Lord Édouard avait une imagination trop ardente, un cœur trop grand, des idées trop justes pour ne pas gémir sur l’abus d’un pouvoir arbitraire ; aussi adopta-t-il avec ardeur les principes de noire première révolution, qui lui parut devoir procurer une réforme utile, il ne voulut voir que ce qu’elle avait de généreux, et résolut de faire tourner au profit de son pays un système qui lui semblait promettre le bonheur à ses concitoyens. Lorsque les crimes de 93 vinrent lui apprendre combien le peuple français avait pu être égaré et entraîné hors de son caractère, lord Édouard n’en persista pas moins à croire que les agents d’un parti étaient criminels, mais que leurs opinions premières pouvaient amener une régénération favorable en Irlande, et il se déclara chef d’une insurrection qu’il croyait pouvoir maîtriser au point de n’amener que les résultats les plus avantageux.

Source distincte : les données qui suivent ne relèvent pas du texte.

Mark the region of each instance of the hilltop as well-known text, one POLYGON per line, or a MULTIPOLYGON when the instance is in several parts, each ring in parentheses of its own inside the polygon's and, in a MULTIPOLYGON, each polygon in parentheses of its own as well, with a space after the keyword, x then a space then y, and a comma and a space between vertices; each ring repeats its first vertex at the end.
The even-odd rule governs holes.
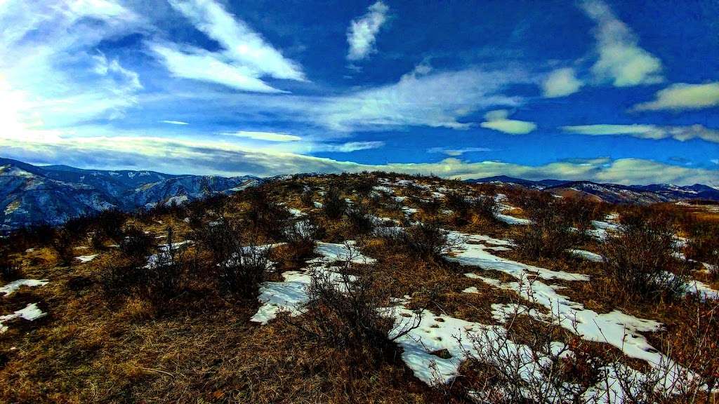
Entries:
POLYGON ((0 239, 0 400, 706 400, 718 228, 377 173, 23 229, 0 239))
MULTIPOLYGON (((303 177, 322 175, 301 174, 303 177)), ((0 233, 33 224, 60 225, 73 218, 106 210, 130 212, 158 204, 182 204, 291 178, 291 175, 226 178, 147 170, 83 170, 67 165, 36 166, 0 158, 0 233)), ((620 185, 551 179, 533 181, 505 175, 467 182, 521 187, 613 203, 719 201, 719 190, 701 184, 620 185)))

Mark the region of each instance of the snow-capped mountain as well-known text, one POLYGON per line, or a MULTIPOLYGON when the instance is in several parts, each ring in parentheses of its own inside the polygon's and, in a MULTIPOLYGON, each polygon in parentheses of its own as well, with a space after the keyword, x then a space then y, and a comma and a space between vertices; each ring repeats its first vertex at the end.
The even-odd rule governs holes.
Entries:
POLYGON ((111 208, 131 211, 157 203, 182 203, 214 193, 232 193, 263 181, 251 176, 39 167, 0 158, 0 231, 37 223, 60 224, 111 208))
POLYGON ((581 195, 597 201, 615 203, 646 204, 687 199, 719 201, 719 190, 702 184, 694 184, 693 185, 675 185, 672 184, 622 185, 603 184, 592 181, 562 181, 560 180, 533 181, 504 175, 467 180, 467 182, 522 186, 551 192, 554 195, 562 196, 581 195))

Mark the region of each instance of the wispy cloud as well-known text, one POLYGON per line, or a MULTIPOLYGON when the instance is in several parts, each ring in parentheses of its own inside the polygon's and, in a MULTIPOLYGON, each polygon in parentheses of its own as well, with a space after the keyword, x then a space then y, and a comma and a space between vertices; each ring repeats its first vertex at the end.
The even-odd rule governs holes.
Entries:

Ses projets furent découverts, on l’arrêta. Sa jeune compagne venait d’accoucher lorsqu’elle apprit cet événement. Sans calculer tout le danger auquel elle s’exposait, elle chercha les moyens de s’introduire dans la prison de son mari, pour lui annoncer que les papiers qui devaient le compromettre étaient brûlés. Ne pouvant réussir, elle ne se découragea pas. Ses démarches étant surveillées, elle feignit un voyage et resta cachée trois jours dans une tourbière pour attendre un fidèle serviteur ; il devait lui apporter une somme en or assez considérable pour séduire le geôlier ; lorsqu’elle eut reçu ce qu’elle attendait si impatiemment, elle sortit du cloaque infect qui lui servait il asile, se déguisa en homme, parvint jusqu’à son époux, et sachant que son jugement ne pouvait être que terrible[1], les aveux de ses complices ayant été positifs et accablans, lady Édouard lui apportait deux pistolets, et elle lui déclara que, ne pouvant supporter la vie sans lui, elle le suppliait de tirer sur elle, et de se tuer ensuite, pour éviter de périr par la main du bourreau !

Lord Édouard, brave, résolu quand il ne s’agissait que de lui, manqua de courage lorsqu’il était question de la femme pour laquelle il éprouvait le plus ardent amour ; cette hésitation se prolongeant malgré les instances de lady Fitz Gérald, les gardiens de la prison, instruits par un espion, vinrent séparer ces deux époux qui ne devaient plus se revoir !…

Lady Édouard se vit forcée de s’expatrier. Elle se rendit à Hambourg où son éclatante beauté et son adorable caractère lui valurent de nombreux admirateurs. Suivie dès qu’elle se montrait, elle ne fut jamais enorgueillie d’hommages unanimes, et conserva toujours une simplicité, une indulgence et une bonté incomparables.

L’opposition en Angleterre afficha pour elle les sentimens d’enthousiasme les moins équivoques ; son portrait se vendait de mille manières différentes ; elle était représentée dans toutes les circonstances les plus touchantes de sa vie, et les ennemis de la cour la vengèrent d’une injuste proscription. Elle fut exilée comme compagne de lord Edouard ; on lui fit aussi un crime d’avoir été élevée à Bellecliasse avec les enfans du duc d’Orléans.

Revenue et fixée en France depuis quinze ans, elle habitait une jolie terre auprès de Montauhan, et y répandait de nombreux bienfaits. Son nom sera toujours prononcé avec admiration dans la société, et dans les chaumières il le sera avec respect et reconnaissance. Les gens du monde se souviendront de la belle et héroïque lady Fitz Gerald ; les pauvres garderont le souvenir de la bonne et bienfaisante Paméla[2].

Georgette Ducrest.
  1. Il devait être décapité et traîné sur la claye. Il mourut dans sa prison à la suite d’horribles douleurs d’entrailles.
  2. Il est impossible de ne pas citer ici, comme preuve de l’attachement passionné qu’inspirait lady Édouard à tout ce qui l’approchait, le dévouement de sa femme de chambre, qui a passé vingt et une nuits près de son lit, sans vouloir prendre un instant de repos.